If the governor of the Central Bank of Nigeria, Mallam Sanusi Lamido Sanusi, has his way, the nation would jettison the states, local governments and ministries which, according to him, are not viable.
To him, it has come to a time in the life of Nigeria that it must overhaul the structures that make the states spend about 96 per cent of their resources paying salaries and allowances as against making capital investments.
He also did not see the wisdom in the establishment of nine new federal universities when existing ones are crying for funds.
The CBN governor spoke yesterday during a book presentation in Kaduna, saying to retain the status quo is for Nigeria to remain underdeveloped.
“Ultimately, we will have to be confronted with the task of taking the difficult step of overhauling the political structures that we have”, Sanusi said while delivering a paper entitled, “Reinvigorating education in Nigeria: An essay in honour of Professor Adamu Baike.”
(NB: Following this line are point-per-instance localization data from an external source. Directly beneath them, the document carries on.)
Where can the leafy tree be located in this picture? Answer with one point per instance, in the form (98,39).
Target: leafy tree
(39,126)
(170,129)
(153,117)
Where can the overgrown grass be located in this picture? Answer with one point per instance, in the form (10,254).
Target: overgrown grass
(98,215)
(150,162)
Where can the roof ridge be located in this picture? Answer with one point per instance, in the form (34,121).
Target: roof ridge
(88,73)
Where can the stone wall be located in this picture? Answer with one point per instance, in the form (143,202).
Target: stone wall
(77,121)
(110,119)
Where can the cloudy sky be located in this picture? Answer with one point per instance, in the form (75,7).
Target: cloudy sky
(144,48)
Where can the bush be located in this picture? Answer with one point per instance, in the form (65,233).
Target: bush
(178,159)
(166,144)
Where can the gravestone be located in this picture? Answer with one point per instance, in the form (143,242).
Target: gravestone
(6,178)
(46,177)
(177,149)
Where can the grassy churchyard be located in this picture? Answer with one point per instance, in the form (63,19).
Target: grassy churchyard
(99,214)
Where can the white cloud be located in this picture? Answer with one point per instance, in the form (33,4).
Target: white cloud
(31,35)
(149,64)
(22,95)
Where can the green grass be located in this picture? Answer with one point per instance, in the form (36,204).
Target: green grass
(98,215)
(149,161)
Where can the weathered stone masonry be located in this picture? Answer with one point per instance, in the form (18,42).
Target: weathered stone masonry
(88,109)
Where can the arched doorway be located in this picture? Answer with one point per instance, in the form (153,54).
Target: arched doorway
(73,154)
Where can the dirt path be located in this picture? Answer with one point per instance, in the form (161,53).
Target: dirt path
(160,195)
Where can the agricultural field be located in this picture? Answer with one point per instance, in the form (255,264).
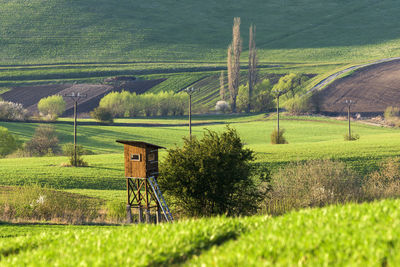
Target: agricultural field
(354,234)
(104,31)
(309,138)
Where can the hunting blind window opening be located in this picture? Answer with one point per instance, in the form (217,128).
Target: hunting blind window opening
(136,157)
(151,157)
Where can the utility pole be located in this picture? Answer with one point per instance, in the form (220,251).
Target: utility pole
(349,103)
(278,94)
(190,91)
(75,97)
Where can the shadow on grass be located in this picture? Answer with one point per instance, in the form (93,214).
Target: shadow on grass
(177,258)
He added: “Do we need 36 states? Do we need the number of ministries that we have? Is an economy where states spends 96 percent of their revenue paying civil servant an economy that is likely to grow in the long run? These are difficult questions that we need to ask.
“We have created states and local governments and ministries as structures that are economically unviable and the result is that we do not have funding for infrastructure, we do not have funding for education; we do not have funding for health”.
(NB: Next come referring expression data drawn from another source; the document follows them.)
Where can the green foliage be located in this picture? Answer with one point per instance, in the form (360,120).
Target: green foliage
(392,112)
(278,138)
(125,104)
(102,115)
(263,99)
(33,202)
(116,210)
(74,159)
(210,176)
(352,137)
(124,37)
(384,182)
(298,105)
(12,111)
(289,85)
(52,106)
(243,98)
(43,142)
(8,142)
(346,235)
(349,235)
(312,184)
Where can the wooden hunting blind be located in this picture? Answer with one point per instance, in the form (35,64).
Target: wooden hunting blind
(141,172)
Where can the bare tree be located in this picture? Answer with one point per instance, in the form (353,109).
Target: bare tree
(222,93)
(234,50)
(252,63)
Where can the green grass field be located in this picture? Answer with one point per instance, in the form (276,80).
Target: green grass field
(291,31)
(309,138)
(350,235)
Speaking on the government’s expenditure portfolio, Sanusi said: “I don’t know how many people know that 70 percent of the revenue of the federal government is spent paying salaries and overhead; leaving the rest 30 percent for 150 million Nigerians”.
What this means, according to him, is that there is no money for the provision infrastructural facilities by the various tiers of government, pointing out that in an emerging economy like Nigeria, a well designed educational policy should be an integral part of its development strategy.
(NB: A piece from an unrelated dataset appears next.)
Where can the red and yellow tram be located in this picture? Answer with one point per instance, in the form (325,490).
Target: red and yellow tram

According to him, the present development strategies should include measures to invest in human capital that facilitates the upgrading of industries and engender the economy to attain optimal resource utilization.
Noting the growth in the number of federal, state and private universities in the country in recent times, Sanusi said that “the recent decision of the federal government to establish nine additional universities will further increase the number of federal universities by 2011.
“It is not the place of the Central Bank governor to comment on education policy. But one wonders the wisdom behind creating new universities when the ones we have built are still suffering from underfunding”.